Centenary Bank’s jaws ratio – an ongoing battle

Figure 1: Centenary Bank’s jaws ratio year-on-year

If you follow the developments in the banking sector, you could have noticed published financial reports by banks as 1st May 2020 approached. At Summit Consulting Ltd’s summitBI, we collect and publish the annual banking sector report.  Based on our analysis, 2019 was a year of mixed fortunate for banks, see Figure 2.  Seven banks made losses, two more compared to 2018. Keep in mind there was no coronavirus in financial 2019.

Based on the published financial statements, the industry average cost to income ratio was 81.4%. That means for every Ugx. 100 made by the bank, 81.4 was spent in acquiring it.

Figure 1: Uganda’s banking sector highlights

The focus of any bank is on how to increase the return on equity. How to increase revenue with operational excellency? How to reduce the costs of operations to reduce the overall cost to income ratio which makes our banking business model sustainable?

In 2017, Stanchart bank started implementing a new digital strategy. You recall how they closed many of the branches and established digital touchpoints. Today, they continue implementing the same strategy. And it is started showing results. The same was done by Stanbic. To see detailed insights into the impact of the digital agenda on these banks, visit www.summitcl.com, and download the full report.

The Centenary Bank’s jaw’s ratio

Centenary Rural Development Bank  is one of the banks that is has managed to contain costs and widened the gap of the jaws since 2017. Study figure one carefully. One of the measures of bank profitability is the ability to grow revenue at a higher rate than costs also known as positive jaws ratio.

When the rate of revenue growth is par with that of cost growth, it points to inefficiency and a tough business model. Bank leaders or any business leader must invest in analytics and business intelligence to examine the cause of the high-cost structure to address the challenge early. The bank that keeps the growth of costs lower compared to the rate of growth of revenue wins.

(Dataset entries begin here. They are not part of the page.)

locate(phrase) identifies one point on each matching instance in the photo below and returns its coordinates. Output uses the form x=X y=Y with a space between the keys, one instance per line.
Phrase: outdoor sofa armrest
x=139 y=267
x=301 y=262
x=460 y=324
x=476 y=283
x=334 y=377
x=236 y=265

In Figure 1, at Centenary Bank, the rate of growth of costs was at par with revenues in 2017. In 2018, costs grew faster, as the costs line is seen to move higher, while the revenue line dropped. However, in 2019, the trend started reversing.

There is a need for more cost control at Centenary Bank through business process analysis, delivering convenient banking by making banking as part of the customer journeys, and solving the challenges of her customers – wealth management and retirement planning.

It does not matter how much money you make, if all goes away in operating costs, the shareholders will not have enough. Return on capital will suffer. And investment in the ecosystem digital agenda won’t be possible.

Carefully study Figure 1: what do you recommend Centenary Bank should do to keep the lower line further down?